Why we discard all rtt samples when only some of the acked skbs have been retransmited in processing ack?

netdev.vger.kernel.org archive mirror
 help / color / mirror / Atom feed

* Why we discard all rtt samples when only some of the acked skbs have been retransmited in processing ack?
@ 2013-09-17  4:01 LovelyLich
  2013-09-17  5:11 ` Eric Dumazet
  0 siblings, 1 reply; 4+ messages in thread
From: LovelyLich @ 2013-09-17  4:01 UTC (permalink / raw)
  To: Eric Dumazet; +Cc: netdev

Hi Eric,

In tcp_clean_rtx_queue(), we set the flag FLAG_RETRANS_DATA_ACKED when we

encounter one ever retransmited skb A. But if there is one( or more) skb B

after this retransmited skb, and we calculate the rtt for skb B. The question

is because we have set the flag FLAG_RETRANS_DATA_ACKED, and we will just

return in tcp_ack_no_tstamp() !

Two questions:

1. if we will just ignore all packets in this ack, we do not need to calculate

skb B's rtt sample.

2. what I want to know, even if A's rtt sample is not reliable, but B's rtt

sample can be trusted.

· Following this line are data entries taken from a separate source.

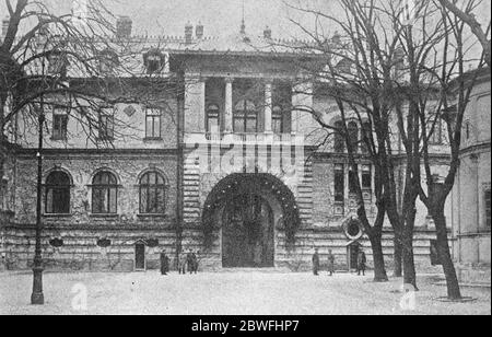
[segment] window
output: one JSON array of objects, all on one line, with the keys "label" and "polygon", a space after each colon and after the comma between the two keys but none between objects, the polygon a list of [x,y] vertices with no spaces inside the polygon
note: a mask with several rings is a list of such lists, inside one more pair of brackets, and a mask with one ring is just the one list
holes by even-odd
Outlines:
[{"label": "window", "polygon": [[92,212],[94,214],[116,214],[118,184],[110,172],[99,172],[92,181]]},{"label": "window", "polygon": [[115,137],[115,112],[105,108],[99,112],[99,139],[113,140]]},{"label": "window", "polygon": [[65,109],[55,109],[52,114],[52,140],[67,139],[68,115]]},{"label": "window", "polygon": [[258,112],[255,103],[247,100],[239,101],[234,109],[234,132],[258,132]]},{"label": "window", "polygon": [[348,125],[348,131],[349,131],[349,141],[352,146],[352,150],[354,152],[358,152],[358,146],[359,146],[359,126],[355,121],[351,121]]},{"label": "window", "polygon": [[343,164],[335,165],[335,202],[345,200],[345,173]]},{"label": "window", "polygon": [[283,133],[283,114],[282,107],[274,106],[271,114],[271,128],[274,133]]},{"label": "window", "polygon": [[161,139],[161,116],[160,109],[148,108],[145,113],[145,138]]},{"label": "window", "polygon": [[220,109],[219,105],[210,104],[207,108],[207,132],[219,132],[220,130]]},{"label": "window", "polygon": [[160,73],[165,63],[165,56],[157,49],[151,49],[143,56],[148,74]]},{"label": "window", "polygon": [[485,198],[484,198],[484,201],[485,201],[485,226],[488,228],[488,229],[490,229],[491,228],[491,214],[490,214],[490,212],[491,212],[491,205],[490,205],[490,202],[491,202],[491,195],[490,195],[490,189],[487,189],[485,190]]},{"label": "window", "polygon": [[341,120],[335,123],[335,144],[333,149],[337,153],[342,153],[345,151],[345,140],[343,139],[343,123]]},{"label": "window", "polygon": [[112,73],[118,66],[118,55],[115,51],[106,49],[101,53],[99,69],[102,73]]},{"label": "window", "polygon": [[370,121],[365,121],[362,125],[362,137],[363,137],[362,144],[361,144],[362,153],[367,154],[370,152],[368,151],[368,149],[370,149],[368,146],[371,144],[372,132],[373,132],[373,129],[372,129],[371,123]]},{"label": "window", "polygon": [[362,165],[362,188],[365,190],[372,190],[372,181],[373,175],[371,165]]},{"label": "window", "polygon": [[140,179],[140,213],[165,213],[165,181],[156,172],[145,173]]},{"label": "window", "polygon": [[354,167],[350,167],[349,171],[349,193],[356,193],[358,191],[358,181],[356,181],[356,173]]},{"label": "window", "polygon": [[429,121],[429,143],[433,146],[438,146],[443,143],[443,124],[442,119],[437,118],[437,120],[430,120]]},{"label": "window", "polygon": [[47,214],[70,213],[70,177],[56,171],[46,178],[45,212]]}]

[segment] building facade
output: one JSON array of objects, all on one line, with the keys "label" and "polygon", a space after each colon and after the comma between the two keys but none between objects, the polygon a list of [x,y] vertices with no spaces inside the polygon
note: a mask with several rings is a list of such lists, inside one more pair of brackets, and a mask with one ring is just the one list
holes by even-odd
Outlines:
[{"label": "building facade", "polygon": [[455,257],[459,279],[465,283],[490,284],[490,68],[487,68],[478,73],[465,113],[460,166],[453,198]]},{"label": "building facade", "polygon": [[[120,34],[132,38],[125,22],[120,25]],[[323,131],[302,108],[323,112],[333,124],[339,119],[335,102],[318,94],[319,84],[305,81],[301,65],[312,59],[272,48],[268,30],[260,37],[244,26],[225,38],[202,33],[202,26],[195,32],[187,26],[184,38],[149,43],[142,72],[178,73],[180,80],[163,91],[165,106],[121,103],[101,112],[101,143],[87,142],[66,112],[47,113],[46,267],[153,269],[162,249],[174,260],[179,252],[200,252],[203,269],[303,270],[315,247],[323,263],[332,251],[339,269],[354,268],[360,249],[371,262],[343,146],[330,139],[317,147]],[[34,257],[37,135],[22,118],[16,126],[20,149],[5,176],[11,193],[1,229],[7,269],[30,268]],[[349,125],[374,220],[374,168],[362,146],[363,127],[355,118]],[[104,147],[107,140],[110,148]],[[441,148],[435,163],[445,168]],[[435,232],[421,204],[415,224],[419,270],[440,270],[431,264]],[[388,222],[383,235],[388,266],[393,241]]]}]

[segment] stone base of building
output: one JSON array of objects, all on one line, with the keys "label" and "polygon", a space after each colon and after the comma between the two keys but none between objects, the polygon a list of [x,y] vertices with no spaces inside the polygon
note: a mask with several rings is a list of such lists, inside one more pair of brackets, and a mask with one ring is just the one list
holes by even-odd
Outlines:
[{"label": "stone base of building", "polygon": [[490,266],[459,265],[457,267],[457,272],[460,283],[491,286]]}]

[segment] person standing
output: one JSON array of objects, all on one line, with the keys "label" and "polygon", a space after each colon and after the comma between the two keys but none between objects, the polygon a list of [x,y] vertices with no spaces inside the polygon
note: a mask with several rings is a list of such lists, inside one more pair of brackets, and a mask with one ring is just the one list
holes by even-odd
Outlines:
[{"label": "person standing", "polygon": [[161,275],[167,275],[169,272],[169,258],[166,255],[166,251],[161,252]]},{"label": "person standing", "polygon": [[318,276],[319,271],[319,254],[318,248],[315,248],[315,254],[313,255],[313,274]]},{"label": "person standing", "polygon": [[186,254],[181,252],[179,254],[179,274],[185,275],[186,274]]},{"label": "person standing", "polygon": [[331,249],[328,251],[328,272],[330,276],[333,276],[335,274],[335,255]]},{"label": "person standing", "polygon": [[365,276],[365,264],[367,263],[367,258],[365,257],[365,253],[364,251],[360,251],[359,255],[358,255],[358,275],[361,276],[361,271],[362,275]]},{"label": "person standing", "polygon": [[192,249],[189,249],[188,254],[186,255],[186,265],[188,266],[189,274],[192,274],[194,269],[195,269],[194,251]]}]

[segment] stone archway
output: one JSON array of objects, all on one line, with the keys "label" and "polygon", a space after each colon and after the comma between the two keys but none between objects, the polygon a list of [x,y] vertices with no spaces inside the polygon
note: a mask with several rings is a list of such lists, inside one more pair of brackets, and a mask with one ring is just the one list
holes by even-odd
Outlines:
[{"label": "stone archway", "polygon": [[[220,233],[225,268],[273,267],[277,223],[285,237],[300,224],[293,193],[269,174],[232,174],[215,185],[203,208],[203,230]],[[288,240],[288,239],[285,239]]]}]

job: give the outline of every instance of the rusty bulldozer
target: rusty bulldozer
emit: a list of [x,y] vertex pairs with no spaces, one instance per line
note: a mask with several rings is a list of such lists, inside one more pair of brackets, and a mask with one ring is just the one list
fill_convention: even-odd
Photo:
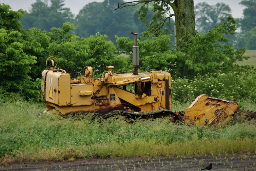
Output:
[[[225,123],[241,113],[236,102],[205,94],[197,97],[187,109],[171,111],[170,74],[159,71],[138,71],[137,34],[132,33],[135,36],[132,73],[115,73],[114,66],[108,66],[100,78],[94,79],[92,68],[86,66],[83,76],[75,73],[78,77],[71,79],[70,75],[74,73],[56,69],[57,59],[49,57],[47,69],[42,76],[42,99],[49,109],[43,112],[57,108],[64,114],[95,111],[105,118],[117,114],[133,118],[169,116],[172,122],[182,120],[202,125]],[[57,61],[55,66],[51,58]],[[134,90],[128,90],[131,84]],[[256,112],[243,112],[249,119],[256,118]]]

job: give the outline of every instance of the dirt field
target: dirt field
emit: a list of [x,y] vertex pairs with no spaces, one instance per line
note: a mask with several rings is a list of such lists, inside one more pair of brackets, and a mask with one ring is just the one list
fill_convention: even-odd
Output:
[[167,158],[75,160],[22,163],[1,166],[0,170],[199,170],[212,163],[211,170],[256,170],[255,154],[204,155]]

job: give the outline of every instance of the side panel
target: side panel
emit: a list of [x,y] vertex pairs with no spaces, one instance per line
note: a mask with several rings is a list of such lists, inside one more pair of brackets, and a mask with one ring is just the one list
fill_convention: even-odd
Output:
[[58,95],[59,106],[69,106],[71,104],[70,75],[62,74],[59,77],[56,92]]
[[58,87],[60,74],[53,73],[52,71],[47,73],[46,79],[45,99],[46,101],[58,105],[58,94],[55,90]]
[[43,71],[42,74],[42,82],[41,82],[41,96],[42,101],[45,102],[45,81],[46,79],[46,74],[49,71],[48,70],[45,70]]
[[91,98],[92,97],[93,93],[92,93],[91,95],[81,95],[80,92],[91,91],[92,92],[92,84],[71,84],[71,105],[83,106],[93,105],[93,100]]

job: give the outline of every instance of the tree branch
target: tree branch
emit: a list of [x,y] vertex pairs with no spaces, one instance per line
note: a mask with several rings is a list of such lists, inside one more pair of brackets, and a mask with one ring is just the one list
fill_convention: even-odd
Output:
[[159,30],[159,29],[161,29],[161,28],[162,28],[162,27],[163,27],[163,26],[164,26],[164,25],[165,24],[165,21],[166,21],[166,20],[167,20],[168,18],[170,18],[171,17],[172,17],[173,16],[175,16],[175,15],[171,14],[170,16],[169,16],[168,17],[167,17],[165,19],[165,21],[164,21],[164,23],[163,23],[163,24],[162,24],[162,26],[160,26],[160,27],[159,27],[157,29],[156,31],[153,32],[152,34],[154,33],[155,33],[157,31],[157,30]]
[[[169,5],[170,5],[172,3],[171,3],[170,2],[170,0],[137,0],[137,1],[129,1],[129,2],[125,2],[124,3],[123,3],[121,5],[119,5],[119,3],[118,3],[118,6],[117,7],[117,8],[116,8],[115,9],[115,10],[116,10],[117,9],[121,9],[121,8],[123,8],[124,7],[132,7],[133,6],[135,6],[139,4],[140,4],[141,3],[142,3],[143,2],[156,2],[156,1],[162,1],[162,2],[165,2],[167,3],[167,4],[169,4]],[[128,5],[124,5],[125,4],[130,4],[131,3],[134,3],[135,2],[137,2],[137,3],[136,3],[136,4],[129,4]]]

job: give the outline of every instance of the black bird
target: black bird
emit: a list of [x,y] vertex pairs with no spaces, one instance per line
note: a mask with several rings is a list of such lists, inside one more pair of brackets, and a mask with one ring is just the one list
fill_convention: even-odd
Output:
[[212,166],[212,164],[211,163],[210,163],[210,164],[209,164],[208,166],[207,166],[204,169],[202,169],[201,170],[207,169],[208,170],[211,170],[211,167]]

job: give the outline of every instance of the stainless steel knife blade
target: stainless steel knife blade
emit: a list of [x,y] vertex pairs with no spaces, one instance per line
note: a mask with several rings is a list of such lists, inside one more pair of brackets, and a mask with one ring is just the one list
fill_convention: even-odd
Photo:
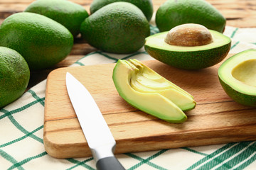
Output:
[[116,142],[90,92],[69,72],[66,86],[97,169],[124,169],[114,156]]

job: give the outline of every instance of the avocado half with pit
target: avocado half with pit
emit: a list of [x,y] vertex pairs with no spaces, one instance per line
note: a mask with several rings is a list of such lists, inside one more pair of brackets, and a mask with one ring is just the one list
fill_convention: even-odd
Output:
[[112,76],[119,94],[128,103],[167,122],[184,122],[183,111],[196,106],[191,94],[137,60],[118,60]]
[[256,106],[256,50],[247,50],[225,60],[218,70],[226,94],[238,103]]
[[145,50],[154,58],[185,69],[213,66],[228,55],[230,38],[193,23],[183,24],[145,39]]

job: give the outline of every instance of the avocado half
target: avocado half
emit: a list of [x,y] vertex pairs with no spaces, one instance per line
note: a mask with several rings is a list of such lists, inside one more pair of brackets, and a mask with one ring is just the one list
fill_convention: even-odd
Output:
[[167,122],[184,122],[183,111],[196,106],[191,94],[137,60],[118,60],[112,78],[128,103]]
[[209,30],[213,42],[200,46],[171,45],[164,41],[168,31],[154,34],[145,39],[145,50],[154,58],[169,65],[185,69],[199,69],[213,66],[228,55],[230,38]]
[[256,106],[256,50],[247,50],[225,60],[218,70],[221,86],[238,103]]

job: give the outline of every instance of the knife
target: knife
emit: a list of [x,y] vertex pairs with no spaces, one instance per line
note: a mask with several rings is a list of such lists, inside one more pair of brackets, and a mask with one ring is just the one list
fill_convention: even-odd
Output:
[[69,72],[66,86],[97,169],[125,169],[114,155],[116,142],[90,92]]

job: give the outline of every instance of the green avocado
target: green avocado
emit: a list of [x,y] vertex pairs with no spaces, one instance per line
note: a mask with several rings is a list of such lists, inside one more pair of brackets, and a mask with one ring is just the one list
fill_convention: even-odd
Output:
[[150,35],[149,24],[142,11],[131,3],[114,2],[86,18],[82,37],[105,52],[127,54],[143,47]]
[[61,24],[42,15],[16,13],[0,26],[0,46],[20,53],[31,70],[50,67],[70,52],[73,37]]
[[113,81],[131,106],[170,123],[184,122],[183,110],[195,108],[193,96],[138,60],[118,60]]
[[225,23],[224,16],[205,0],[168,0],[156,14],[156,23],[161,32],[183,23],[198,23],[223,33]]
[[142,11],[147,21],[149,21],[152,18],[153,4],[151,0],[93,0],[90,6],[90,13],[92,14],[100,8],[117,1],[126,1],[132,3]]
[[18,98],[26,91],[30,71],[16,51],[0,47],[0,108]]
[[81,23],[89,15],[80,5],[65,0],[37,0],[24,11],[47,16],[67,28],[75,37]]
[[169,33],[166,31],[146,38],[144,48],[154,58],[176,68],[206,68],[221,62],[227,56],[231,45],[228,37],[215,30],[210,30],[209,32],[213,42],[206,45],[172,45],[164,40]]
[[238,103],[256,106],[256,50],[240,52],[225,60],[218,75],[225,93]]

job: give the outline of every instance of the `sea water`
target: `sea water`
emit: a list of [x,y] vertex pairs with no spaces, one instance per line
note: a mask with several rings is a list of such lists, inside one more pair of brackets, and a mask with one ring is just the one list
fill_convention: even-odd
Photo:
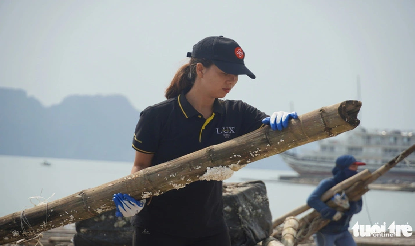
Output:
[[[47,160],[50,165],[44,165]],[[43,198],[52,201],[116,180],[129,174],[132,163],[0,155],[0,217],[33,207]],[[292,171],[250,168],[249,164],[224,182],[263,180],[275,219],[305,204],[315,186],[278,181]],[[43,198],[31,198],[42,197]],[[109,197],[108,199],[111,199]],[[351,226],[392,222],[415,228],[415,192],[370,190]]]

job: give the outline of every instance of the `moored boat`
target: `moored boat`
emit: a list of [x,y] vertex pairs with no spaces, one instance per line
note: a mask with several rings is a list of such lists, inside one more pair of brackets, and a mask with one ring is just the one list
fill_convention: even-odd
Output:
[[[415,135],[412,131],[369,130],[359,126],[317,143],[317,150],[298,153],[286,151],[280,156],[304,177],[331,176],[336,159],[344,154],[352,155],[366,162],[360,169],[373,172],[415,144]],[[386,173],[382,180],[385,179],[415,181],[415,152]]]

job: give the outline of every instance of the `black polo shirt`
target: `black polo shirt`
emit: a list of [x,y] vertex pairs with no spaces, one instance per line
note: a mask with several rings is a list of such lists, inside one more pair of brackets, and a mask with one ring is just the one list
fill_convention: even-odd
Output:
[[[217,99],[205,119],[182,93],[141,112],[132,146],[154,154],[154,166],[256,130],[267,116],[242,101]],[[222,209],[222,182],[197,181],[154,197],[133,223],[150,232],[208,236],[226,230]]]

Why we discard it ?

Thanks in advanced.

regards,

Yi

^ permalink raw reply	[flat|nested] 4+ messages in thread

* Re: Why we discard all rtt samples when only some of the acked skbs have been retransmited in processing ack?
  2013-09-17  4:01 Why we discard all rtt samples when only some of the acked skbs have been retransmited in processing ack? LovelyLich
@ 2013-09-17  5:11 ` Eric Dumazet
  2013-09-17 13:31   ` Neal Cardwell
  0 siblings, 1 reply; 4+ messages in thread
From: Eric Dumazet @ 2013-09-17  5:11 UTC (permalink / raw)
  To: LovelyLich, Yuchung Cheng; +Cc: netdev

On Tue, 2013-09-17 at 12:01 +0800, LovelyLich wrote:
> Hi Eric,
> 
> In tcp_clean_rtx_queue(), we set the flag FLAG_RETRANS_DATA_ACKED when we
> 
> encounter one ever retransmited skb A. But if there is one( or more) skb B
> 
> after this retransmited skb, and we calculate the rtt for skb B. The question
> 
> is because we have set the flag FLAG_RETRANS_DATA_ACKED, and we will just
> 
> return in tcp_ack_no_tstamp() !
> 
> Two questions:
> 
> 1. if we will just ignore all packets in this ack, we do not need to calculate
> 
> skb B's rtt sample.
> 
> 2. what I want to know, even if A's rtt sample is not reliable, but B's rtt
> 
> sample can be trusted. Why we discard it ?
> 
> 
> 
> Thanks in advanced.
> 

Good point !

Yuchung, what do you think of following patch ?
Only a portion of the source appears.